Our modern civilization can claim myriad technological achievements and wondrous architectural accomplishment. Unfortunately the wealth and comfort our advances have brought have also wrought untold damage to the natural world that supports us. Hundreds of years of decision making based on convenience and commerce has plundered much of our natural resources and left us depending on unsustainable systems that do direct and indirect damage to the ecosystems that surround us.
Using native plants for landscaping is not just a sentimental exercise based in nostalgia. It is an attempt to remedy the damage our past and current ways of life are inflicting on our habitat.

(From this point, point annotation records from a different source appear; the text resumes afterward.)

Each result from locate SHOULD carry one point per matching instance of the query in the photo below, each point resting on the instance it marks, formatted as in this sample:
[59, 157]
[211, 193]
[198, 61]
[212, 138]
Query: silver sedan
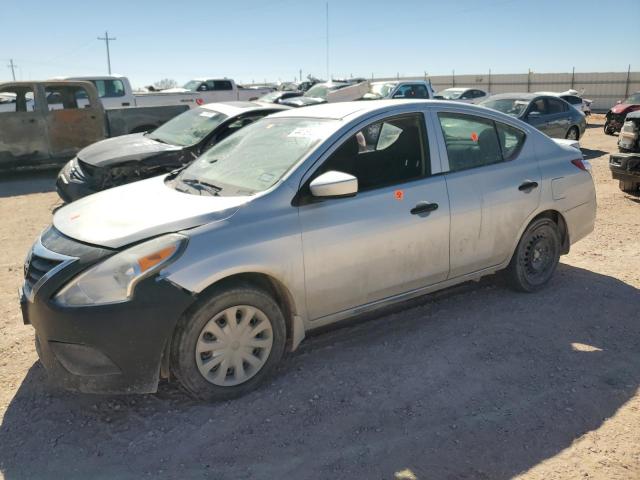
[300, 220]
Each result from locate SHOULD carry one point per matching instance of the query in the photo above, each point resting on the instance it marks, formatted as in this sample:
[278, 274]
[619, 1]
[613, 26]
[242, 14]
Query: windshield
[255, 158]
[189, 127]
[635, 98]
[511, 106]
[192, 85]
[381, 89]
[450, 94]
[321, 90]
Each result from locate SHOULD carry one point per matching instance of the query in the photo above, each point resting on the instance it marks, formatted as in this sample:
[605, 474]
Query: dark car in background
[125, 159]
[547, 113]
[616, 115]
[316, 94]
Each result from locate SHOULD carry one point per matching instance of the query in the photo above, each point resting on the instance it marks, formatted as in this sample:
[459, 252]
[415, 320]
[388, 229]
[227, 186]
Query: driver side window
[384, 153]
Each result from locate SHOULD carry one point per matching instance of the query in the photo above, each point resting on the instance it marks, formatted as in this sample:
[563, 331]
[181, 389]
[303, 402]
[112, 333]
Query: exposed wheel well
[559, 220]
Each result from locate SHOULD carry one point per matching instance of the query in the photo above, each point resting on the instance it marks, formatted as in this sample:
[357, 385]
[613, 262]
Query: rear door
[23, 133]
[75, 117]
[493, 182]
[369, 247]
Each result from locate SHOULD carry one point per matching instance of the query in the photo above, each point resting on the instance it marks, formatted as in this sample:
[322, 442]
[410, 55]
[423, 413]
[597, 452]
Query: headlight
[114, 280]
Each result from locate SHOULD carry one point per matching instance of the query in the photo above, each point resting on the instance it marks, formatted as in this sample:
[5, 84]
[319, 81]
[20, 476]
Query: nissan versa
[299, 220]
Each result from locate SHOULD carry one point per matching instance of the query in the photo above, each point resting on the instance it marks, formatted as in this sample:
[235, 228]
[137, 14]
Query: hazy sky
[258, 40]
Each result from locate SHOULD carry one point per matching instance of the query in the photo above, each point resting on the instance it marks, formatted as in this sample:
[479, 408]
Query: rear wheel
[629, 187]
[229, 344]
[536, 256]
[573, 134]
[608, 128]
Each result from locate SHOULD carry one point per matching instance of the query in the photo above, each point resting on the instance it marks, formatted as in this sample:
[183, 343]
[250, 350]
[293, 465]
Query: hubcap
[234, 345]
[538, 258]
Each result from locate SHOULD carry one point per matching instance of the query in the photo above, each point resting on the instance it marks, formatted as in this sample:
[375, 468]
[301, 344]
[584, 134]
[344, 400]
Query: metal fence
[604, 88]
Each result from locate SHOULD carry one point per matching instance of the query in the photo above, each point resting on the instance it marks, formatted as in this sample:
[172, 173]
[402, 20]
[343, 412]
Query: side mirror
[334, 184]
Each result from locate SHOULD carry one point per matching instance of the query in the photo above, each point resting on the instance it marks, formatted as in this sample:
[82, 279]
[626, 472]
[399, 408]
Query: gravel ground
[476, 382]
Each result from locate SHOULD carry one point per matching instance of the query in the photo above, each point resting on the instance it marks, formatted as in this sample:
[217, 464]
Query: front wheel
[608, 128]
[229, 344]
[536, 257]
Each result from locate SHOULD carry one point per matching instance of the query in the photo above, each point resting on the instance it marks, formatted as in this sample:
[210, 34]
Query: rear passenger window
[474, 142]
[383, 153]
[471, 141]
[17, 99]
[66, 98]
[511, 140]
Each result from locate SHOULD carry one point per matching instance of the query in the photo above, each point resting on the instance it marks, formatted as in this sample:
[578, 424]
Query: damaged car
[616, 115]
[625, 166]
[125, 159]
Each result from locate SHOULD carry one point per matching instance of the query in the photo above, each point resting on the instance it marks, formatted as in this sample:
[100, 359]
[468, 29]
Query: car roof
[518, 96]
[231, 109]
[342, 110]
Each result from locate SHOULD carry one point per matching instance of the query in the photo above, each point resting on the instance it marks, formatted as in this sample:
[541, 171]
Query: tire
[253, 346]
[573, 133]
[536, 257]
[608, 129]
[628, 187]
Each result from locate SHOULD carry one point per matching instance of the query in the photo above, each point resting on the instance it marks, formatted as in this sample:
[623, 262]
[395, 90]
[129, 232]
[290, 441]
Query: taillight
[580, 164]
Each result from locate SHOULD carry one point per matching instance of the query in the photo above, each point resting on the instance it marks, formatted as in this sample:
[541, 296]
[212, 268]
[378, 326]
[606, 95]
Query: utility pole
[328, 79]
[12, 66]
[106, 40]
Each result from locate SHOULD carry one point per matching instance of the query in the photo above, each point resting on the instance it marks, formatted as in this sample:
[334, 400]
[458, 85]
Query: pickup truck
[116, 92]
[45, 123]
[625, 166]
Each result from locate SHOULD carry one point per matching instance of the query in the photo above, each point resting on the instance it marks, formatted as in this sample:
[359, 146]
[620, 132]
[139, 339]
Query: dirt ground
[477, 382]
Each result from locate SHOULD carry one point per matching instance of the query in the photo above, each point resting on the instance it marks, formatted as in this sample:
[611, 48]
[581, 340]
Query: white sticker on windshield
[317, 131]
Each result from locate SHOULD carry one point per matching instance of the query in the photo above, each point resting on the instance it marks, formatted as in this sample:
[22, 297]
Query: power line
[12, 66]
[107, 39]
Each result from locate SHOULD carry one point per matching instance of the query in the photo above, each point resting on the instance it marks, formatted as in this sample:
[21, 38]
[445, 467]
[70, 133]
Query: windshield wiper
[202, 186]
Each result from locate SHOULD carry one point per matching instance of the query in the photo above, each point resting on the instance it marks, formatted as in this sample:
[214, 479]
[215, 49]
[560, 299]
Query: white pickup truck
[116, 92]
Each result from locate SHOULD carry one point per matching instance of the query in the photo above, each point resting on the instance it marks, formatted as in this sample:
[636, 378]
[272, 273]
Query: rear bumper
[110, 348]
[580, 220]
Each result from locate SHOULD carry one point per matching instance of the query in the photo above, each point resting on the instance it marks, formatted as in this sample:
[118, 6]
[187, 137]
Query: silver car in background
[299, 220]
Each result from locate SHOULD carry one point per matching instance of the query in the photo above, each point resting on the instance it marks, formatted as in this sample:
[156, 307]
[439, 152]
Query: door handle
[424, 207]
[528, 186]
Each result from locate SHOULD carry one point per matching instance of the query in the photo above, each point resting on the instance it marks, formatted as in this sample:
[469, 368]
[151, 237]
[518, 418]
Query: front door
[494, 186]
[75, 118]
[390, 238]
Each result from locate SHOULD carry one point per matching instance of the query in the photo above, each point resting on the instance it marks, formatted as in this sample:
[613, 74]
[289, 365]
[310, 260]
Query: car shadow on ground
[25, 183]
[476, 382]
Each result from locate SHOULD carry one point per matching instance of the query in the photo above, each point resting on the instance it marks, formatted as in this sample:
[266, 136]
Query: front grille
[42, 263]
[37, 268]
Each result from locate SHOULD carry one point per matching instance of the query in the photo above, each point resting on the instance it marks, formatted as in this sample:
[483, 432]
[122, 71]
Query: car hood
[124, 215]
[624, 107]
[112, 151]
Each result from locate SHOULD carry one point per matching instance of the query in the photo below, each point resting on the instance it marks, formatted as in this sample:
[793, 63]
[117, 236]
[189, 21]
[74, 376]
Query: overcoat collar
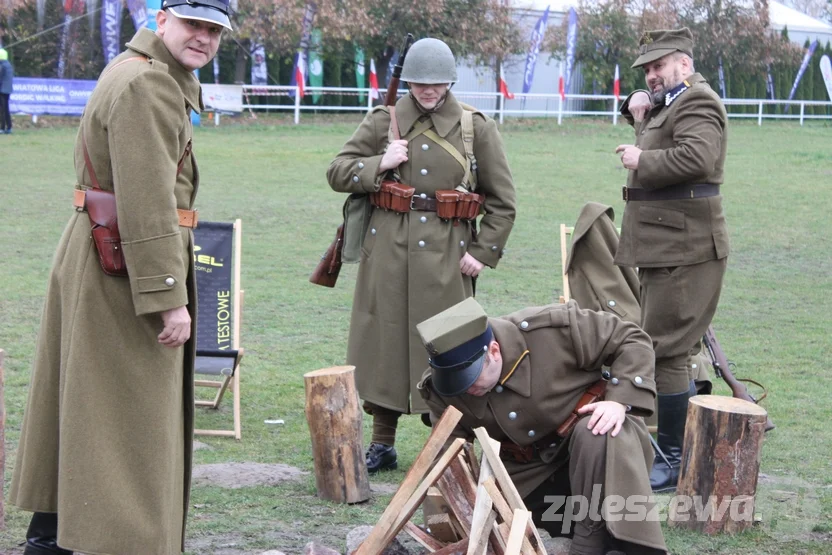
[444, 119]
[150, 44]
[517, 367]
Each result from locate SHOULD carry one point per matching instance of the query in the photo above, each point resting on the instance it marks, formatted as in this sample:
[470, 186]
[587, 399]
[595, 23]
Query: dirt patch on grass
[243, 475]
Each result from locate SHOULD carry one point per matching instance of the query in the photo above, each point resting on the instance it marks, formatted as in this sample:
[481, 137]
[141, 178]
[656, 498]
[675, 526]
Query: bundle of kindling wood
[479, 508]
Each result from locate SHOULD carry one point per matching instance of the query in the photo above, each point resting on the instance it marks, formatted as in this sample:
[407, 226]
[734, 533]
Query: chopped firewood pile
[471, 507]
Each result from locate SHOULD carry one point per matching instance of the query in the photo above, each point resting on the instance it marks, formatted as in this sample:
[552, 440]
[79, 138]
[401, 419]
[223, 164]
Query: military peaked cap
[457, 340]
[657, 44]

The clear-cutting of the expansive hardwood forests; the transforming of streams to sewers; the ever-expanding accretion of asphalt and concrete; and finally the importation of alien plants to use as ornament in our landscapes, has rendered great parts of our communities sterile and toxic.
It is a seldom considered aspect of our socialization that influences us to equate aesthetic pleasure and idyllic comfort with daffodils, tulips and turf lawns bereft of weeds. Unfortunately this landscaping motif undercuts the very biological systems that support life on our planet. Ridding our world of insects, bacterium, and plants that don't fit current fashion destroys the food webs and biodiversity that ultimately support us all.
Do not despair! There is something we can do! We can mitigate some of the natural degradation caused by our development, and use what green space remains to support the surviving ecosystem. In other words, gardening for habitat as well as beauty! In order to halt further extinctions, we need to use the plants that co-evolved within our local ecosystems. Native insects and micro-organisms evolved adaptations to subsist on the chemistry of native plants. They simply do not poses the ability to have the same relationships with European or Asian plants. If we start treating our yards as part of a greater habitat, including native plants in our gardens could help our populations of endangered wildlife coexist with us sustainably.